Ovviamente Gorilla ha avuto i suoi spoof su YouTube. Il più clamoroso è stato quello di Wonderbra con two cups full of joy. Al posto dell’enorme scimmia ecco una bella batterista, seminuda con il reggiseno push-up. Gorilla è anche diventato un personaggio mass media con Bollo in una serie tv inglese. Cadbury ha battuto la strada dei sequel, con la costante della musica rock famosa e del claim. Interessante l’episodio Dancing Eyebrows.

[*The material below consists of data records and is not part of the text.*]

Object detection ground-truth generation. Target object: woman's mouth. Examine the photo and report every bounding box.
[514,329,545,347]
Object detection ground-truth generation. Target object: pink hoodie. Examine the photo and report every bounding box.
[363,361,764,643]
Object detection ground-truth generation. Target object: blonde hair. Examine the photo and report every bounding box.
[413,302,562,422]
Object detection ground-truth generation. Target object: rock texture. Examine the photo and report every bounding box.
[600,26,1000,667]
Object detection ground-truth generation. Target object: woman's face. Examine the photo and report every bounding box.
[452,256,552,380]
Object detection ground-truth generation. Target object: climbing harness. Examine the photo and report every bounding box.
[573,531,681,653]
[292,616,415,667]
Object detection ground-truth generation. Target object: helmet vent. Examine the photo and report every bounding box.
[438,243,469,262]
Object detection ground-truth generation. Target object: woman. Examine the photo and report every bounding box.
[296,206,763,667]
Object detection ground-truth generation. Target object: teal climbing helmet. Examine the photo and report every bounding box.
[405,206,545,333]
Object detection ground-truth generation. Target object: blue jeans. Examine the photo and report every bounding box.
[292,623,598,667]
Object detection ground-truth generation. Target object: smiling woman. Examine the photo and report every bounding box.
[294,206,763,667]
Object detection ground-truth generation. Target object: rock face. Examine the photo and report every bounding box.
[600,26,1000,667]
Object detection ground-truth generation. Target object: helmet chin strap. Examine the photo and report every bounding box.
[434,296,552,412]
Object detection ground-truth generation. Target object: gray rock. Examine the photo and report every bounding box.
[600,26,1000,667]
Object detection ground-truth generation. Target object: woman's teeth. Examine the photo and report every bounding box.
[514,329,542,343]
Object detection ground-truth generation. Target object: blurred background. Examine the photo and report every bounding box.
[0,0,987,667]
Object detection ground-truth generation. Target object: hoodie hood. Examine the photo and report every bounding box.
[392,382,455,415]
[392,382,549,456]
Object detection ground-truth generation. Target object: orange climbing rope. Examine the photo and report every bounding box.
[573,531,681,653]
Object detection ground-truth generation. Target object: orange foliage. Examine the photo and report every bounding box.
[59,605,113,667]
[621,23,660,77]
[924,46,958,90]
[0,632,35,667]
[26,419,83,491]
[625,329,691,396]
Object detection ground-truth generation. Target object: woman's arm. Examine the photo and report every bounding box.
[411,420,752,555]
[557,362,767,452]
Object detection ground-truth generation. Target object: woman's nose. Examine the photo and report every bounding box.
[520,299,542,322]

Ecco, il creativo della crowd on line (ad esempio via BootB) potrebbe avere questa funzione eccellente invece di clonare in grande numero il tipo di lavoro mainstream in genere prodotto dal mercato parallelo della creatività il che, temiamo, sarà lo standard delle idee di questo nuovo mercato parallelo

Come detto all’inizio, le agenzie potrebbero adottare un comportamento più aperto atto a sfruttare la ‘saggezza’ della folla. Il Barberian Group (agenzia multi specialistica, Palmer B. 2008, ‘Why advertising needs a Facebook’, in Adweek, 18 febbraio), in alcuni momenti chiave del processo, considera la sua intera struttura come un unico reparto creativo. Il principio è che l’intelligenza, il talento di ognuno sono diversi da quelli della persona accanto. Viene spedito via email un brief a tutti e viene sollecitato un feedback con il primo pensiero, la prima idea istintiva che è, da una pura prospettiva di ispirazione, la migliore. Anche qui i lettori potranno ricordare esperienze simili precedenti (ad esempio l’agenzia Red Cell vendeva il pensiero di tutti i suoi migliori professionisti riuniti telematicamente in un continuo conclave). Passare dal principio al comportamento è probabilmente ora una condicio sine qua non.